Den gibt es bereits, den 12-jährigen IM Marc Andri Maurizzi für Frankreich. Wie viele weitere Mannschaftsturniere er spielen wird liegt an seinen eigenen Fortschritten und wohl auch daran, ob Vachier-Lagrave, Bacrot und/oder Fressinet zukünftig wieder spielen werden.

FIDE erwähnte auf Twitter auch, dass es bei der Mannschafts-EM 1992 dieselbe Medaillenverteilung gab – Russland vor Ukraine und England. Erstmals fehlte damals die Sowjetunion (bzw. war vielfach vertreten). Russland spielte damals mit u.a. Kasparov, Bareev und FM Kramnik, für die Ukraine spielte schon damals Ivanchuk an Brett eins, vor Beliavsky und Romanischin. Für England spielte Adams an Brett 3 hinter Short und Speelman, und vor Nunn und Miles. Für Deutschland („West-“ entfiel erstmals) spielten Lobron, Hertneck, Hort, Lutz und Hickl – auch diese Truppe belegte am Ende Platz acht.

Von Ivanchuk und Adams fand ich keine Fotos aus dieser Zeit, zwei andere etwa zeitgleiche:

Kramnik 1993 in Dortmund (Stefan64 – Wikipedia)

Pia Cramling 1988 in Thessaloniki (GFHund – Wikipedia)

Zu Gerald Hertneck siehe seine FIDE-Eloseite, Datum des Fotos nicht überliefert. Und nun wieder in die Gegenwart, zwei Fragen müssen noch geklärt werden: Was braucht man beim Schach, und was ist eigentlich die Aufgabe des Teamkapitäns?

Bananen – hier werden sie mannschaftsintern verteilt

Kaffee! Oder etwa Tee?

Neben Bananen auch Wasser, die Ausnahme (Brett 2) bestätigt die Regel.

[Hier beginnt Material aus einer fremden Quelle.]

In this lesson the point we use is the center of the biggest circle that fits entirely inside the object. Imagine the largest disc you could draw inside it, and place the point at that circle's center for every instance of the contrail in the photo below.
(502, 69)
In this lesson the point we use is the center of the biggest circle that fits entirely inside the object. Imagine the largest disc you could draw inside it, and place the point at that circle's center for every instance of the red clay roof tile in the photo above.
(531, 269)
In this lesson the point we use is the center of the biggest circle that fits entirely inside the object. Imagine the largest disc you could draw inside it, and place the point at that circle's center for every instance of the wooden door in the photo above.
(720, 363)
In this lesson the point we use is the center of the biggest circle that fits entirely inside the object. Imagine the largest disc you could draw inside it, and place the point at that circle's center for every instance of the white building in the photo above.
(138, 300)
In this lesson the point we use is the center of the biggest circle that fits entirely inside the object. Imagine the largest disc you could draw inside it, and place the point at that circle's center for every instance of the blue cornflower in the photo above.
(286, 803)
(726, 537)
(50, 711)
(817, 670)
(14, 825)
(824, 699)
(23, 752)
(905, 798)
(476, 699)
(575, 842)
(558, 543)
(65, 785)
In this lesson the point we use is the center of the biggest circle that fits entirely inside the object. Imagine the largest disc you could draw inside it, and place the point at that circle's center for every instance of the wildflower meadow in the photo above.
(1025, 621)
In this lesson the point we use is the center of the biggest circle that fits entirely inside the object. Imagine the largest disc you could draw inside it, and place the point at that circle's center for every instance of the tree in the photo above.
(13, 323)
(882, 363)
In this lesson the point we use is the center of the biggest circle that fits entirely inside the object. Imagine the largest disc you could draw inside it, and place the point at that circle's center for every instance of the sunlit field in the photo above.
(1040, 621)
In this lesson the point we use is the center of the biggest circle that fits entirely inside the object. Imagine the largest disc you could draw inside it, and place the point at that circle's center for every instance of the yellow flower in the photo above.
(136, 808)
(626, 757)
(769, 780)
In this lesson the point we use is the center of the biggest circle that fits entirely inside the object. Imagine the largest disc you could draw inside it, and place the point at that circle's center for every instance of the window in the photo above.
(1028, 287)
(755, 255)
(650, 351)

Weiter geht es schon diese Woche mit dem FIDE Grand Prix in Hamburg – wohl auch ein Grund dafür, warum einige Teams in Batumi nicht in Bestbesetzung spielten. Für Vachier-Lagrave, Grischuk und Nepomniachtchi geht es da noch um etwas. Für andere (Wojtaszek, Dubov, Duda, Vitiugov, Navara) eher nicht, die reisen von Batumi weiter nach Hamburg oder machen vielleicht einen Zwischenstopp zu Hause – sei es nur für klimabedingten Garderobewechsel.